Bien après tout le monde, je découvre
Betty de
Tiffany McDaniel. Il était, comme beaucoup de mes livres, dans ma Pile à lire depuis bien longtemps. Mais il m'a été recommandé parmi des lectures à faire pour cette année et j'ai ajouté au Pumpkin Autumn Challenge pour ne pas me défiler ! Cette histoire d'une enfant métisse native américaine avait ceci dit tout pour m'intéresser.
C'est un thème rapidement abordé, mais
Betty grandit dans une famille pauvre et nombreuse. Landon Carpenter est d'ascendance cherokee, et
Betty est celle qui lui ressemble le plus. Elle subit donc le racisme, comme lui, très tôt à l'école. Les autres enfants l'analysent à travers le spectre des clichés déployés par les adultes : les Amérindiens ont forcément des plumes et vivent dans des tipis, ce qui est loin d'être le cas de toutes les communautés. La fillette grandit donc dans le mépris de la plupart des voisins, la violence de ses camarades de classe, le rejet de ses grands-parents… Mais la violence se trouve aussi dans sa famille, et les prédateurs sont parfois les personnes les plus proches de soi.
Car
Betty est un récit cru, voire cruel. Dans un premier temps, le personnage de la mère est très ambivalent. Alka peut se montrer abusive psychologiquement. Elle n'hésite pas à insulter
Betty pour sa couleur de peau, à raconter des histoires inadaptées à ses enfants. Très vite, il est révélé les traumatismes de son enfance. L'inceste est très présent dans le récit, de même que les viols. Si dans certains cas, ces passages aident à comprendre les personnages et l'époque, j'ai cependant trouvé que l'on plongeait dans des moments très sordides qui n'étaient pas toujours nécessaires, comme si l'autrice cherchait à aller toujours plus loin. Notamment une scène avec des chats en milieu de livre. Heureusement, il y a une très belle écriture, poétique, riche et évocatrice, pour contrebalancer cet aspect.
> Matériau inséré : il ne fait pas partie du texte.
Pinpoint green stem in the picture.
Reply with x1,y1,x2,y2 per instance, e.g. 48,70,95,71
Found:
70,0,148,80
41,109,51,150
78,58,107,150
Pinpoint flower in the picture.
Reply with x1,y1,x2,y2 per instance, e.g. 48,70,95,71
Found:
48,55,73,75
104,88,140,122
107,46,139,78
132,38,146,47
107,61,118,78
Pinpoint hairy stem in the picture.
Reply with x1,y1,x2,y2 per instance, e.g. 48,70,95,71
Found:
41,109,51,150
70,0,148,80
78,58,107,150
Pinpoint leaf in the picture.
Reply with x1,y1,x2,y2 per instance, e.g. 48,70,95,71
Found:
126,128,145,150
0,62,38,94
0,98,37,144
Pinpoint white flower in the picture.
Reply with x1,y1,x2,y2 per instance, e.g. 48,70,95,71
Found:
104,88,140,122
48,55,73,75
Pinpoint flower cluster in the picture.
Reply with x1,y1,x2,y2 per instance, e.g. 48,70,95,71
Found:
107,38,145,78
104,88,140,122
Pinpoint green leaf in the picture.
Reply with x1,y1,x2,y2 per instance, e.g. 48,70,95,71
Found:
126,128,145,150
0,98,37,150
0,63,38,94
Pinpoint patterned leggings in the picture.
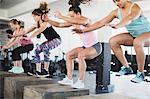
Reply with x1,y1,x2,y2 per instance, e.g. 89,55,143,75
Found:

Comment supporter les traumas du monde adulte quand on est enfant et impuissant ? L'aspect thérapeutique de l'écriture et de l'imaginaire se manifeste de plusieurs manières. Dans un premier temps, c'est au travers des histoires fantasques du père, Landon, qui puise dans son héritage Cherokee pour partager les traditions auprès de ses enfants,
Betty étant la plus proche de lui durant le récit. La place de la mémoire des générations passées est particulière, et l'énergie trouvée dans la nature et l'imaginaire permet de trouver un havre. Un fragile havre de paix que
Betty perpétuera en écrivant des histoires, ou des témoignages de ce qu'elle a vue, dans un geste désespéré et cathartique, mais salvateur.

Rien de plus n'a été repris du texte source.